The stories in this collection are divided between vignettes of guests staying at the Pension, which are gently mocking in tone, and much darker stories that often have a sting in the tail. A frequent theme of the latter is the social and sexual oppression of women.

In “German Meat”, the female English narrator is a sardonic commentator on the coarseness of the German guests who are constantly eating, perspiring and discussing their ailments and bodily functions. They, however, believe themselves superior to the English, particularly when they learn the narrator does not know what kind of meat her husband likes and, worse still, admits to being vegetarian. Mansfield deftly conveys the guests’ greed and grotesque habits in a few short sentences.

‘A glass dish of stewed apricots was placed upon the table. “Ah , fruit!” said Fraulein Stiegelauer, “that is so necessary to health. The doctor told me this morning that the more fruit I could eat the better.” She very obviously followed the advice.’

In “The Sister of the Baroness”, Mansfield exposes the snobbery of the other guests who cannot contain their excitement at the prospect of a relative of a wealthy member of the nobility staying at the Pension.

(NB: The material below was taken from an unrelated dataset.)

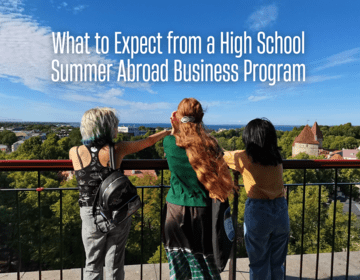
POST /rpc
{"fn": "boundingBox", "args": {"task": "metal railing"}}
[0,159,360,280]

‘Coffee and rolls took on the nature of an orgy. We positively scintillated. Anecdotes of the High Born were poured out, sweetened and sipped: we gorged on scandals of High Birth generously buttered.’

Unfortunately their fawning regard for the new arrival turns out to be misplaced when it is revealed she is merely the daughter of the Baroness’s dressmaker.

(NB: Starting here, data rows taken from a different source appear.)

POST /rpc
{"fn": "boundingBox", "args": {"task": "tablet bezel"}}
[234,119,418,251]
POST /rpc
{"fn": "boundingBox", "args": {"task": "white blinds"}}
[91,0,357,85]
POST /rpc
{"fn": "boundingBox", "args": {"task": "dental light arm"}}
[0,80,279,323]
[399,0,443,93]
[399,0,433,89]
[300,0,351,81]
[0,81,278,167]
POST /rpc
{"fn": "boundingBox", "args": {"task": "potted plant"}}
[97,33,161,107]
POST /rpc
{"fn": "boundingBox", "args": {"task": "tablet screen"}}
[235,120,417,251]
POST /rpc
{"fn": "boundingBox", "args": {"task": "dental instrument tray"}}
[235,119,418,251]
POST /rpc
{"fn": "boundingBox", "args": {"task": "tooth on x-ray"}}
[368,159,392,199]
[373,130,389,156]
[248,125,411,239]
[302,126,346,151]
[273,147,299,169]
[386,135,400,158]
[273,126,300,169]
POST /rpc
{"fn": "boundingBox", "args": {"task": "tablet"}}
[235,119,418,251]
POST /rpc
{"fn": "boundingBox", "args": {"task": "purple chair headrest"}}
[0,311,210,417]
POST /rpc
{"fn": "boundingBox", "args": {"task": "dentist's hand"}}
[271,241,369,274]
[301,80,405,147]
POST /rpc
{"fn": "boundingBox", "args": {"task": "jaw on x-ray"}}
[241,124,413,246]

In “The Advanced Lady”, the pretensions to intellectual superiority of a lady writer are lampooned.

‘“But Love is not a question of lavishing,” said the Advanced Lady. “It is the lamp carried in the bosom touching with serene rays all the heights and depths of…” “Darkest Africa,” I murmured flippantly. She did not hear.’

Amongst the darkest of the stories is “The Child Who Was Tired”, which recounts the unrelenting toil of a young girl and the dreadful act she is driven to by despair and exhaustion. Another notable story is “Frau Brechenmacher Attends a Wedding” in which the conventions of domestic bliss are satirised both in the descriptions of the pompous Herr Brechenmacher and the events of the wedding breakfast. The bride is described as having the appearance of “an iced cake, all ready to be cut and served in neat little pieces to the bridegroom beside her”. There is a sense of violence underpinning the story which is realised in the final sentence.

Although Mansfield later came to regard this early collection of stories as having little merit, I enjoyed the precision of the writing and their dark humour.

mansfieldAbout the Author

Katherine Mansfield was born in New Zealand in 1888 and is widely considered the best short story writer of the modernist period. She left New Zealand for the UK when she was 19 and then travelled for a time in Europe. She was associated with a “new dawn” in English literature and together with T.S. Eliot, James Joyce and Virginia Woolf made the London of the period the centre of the literary world. Mansfield’s stories were written without a conventional plot but concentrated on one moment, a crisis or turning point rather than a sequence of events. Often very dark, common themes of her stories include human isolation, the conflict between love and disillusionment, idealism and reality. Katherine Mansfield died in 1923 at the age of only 34.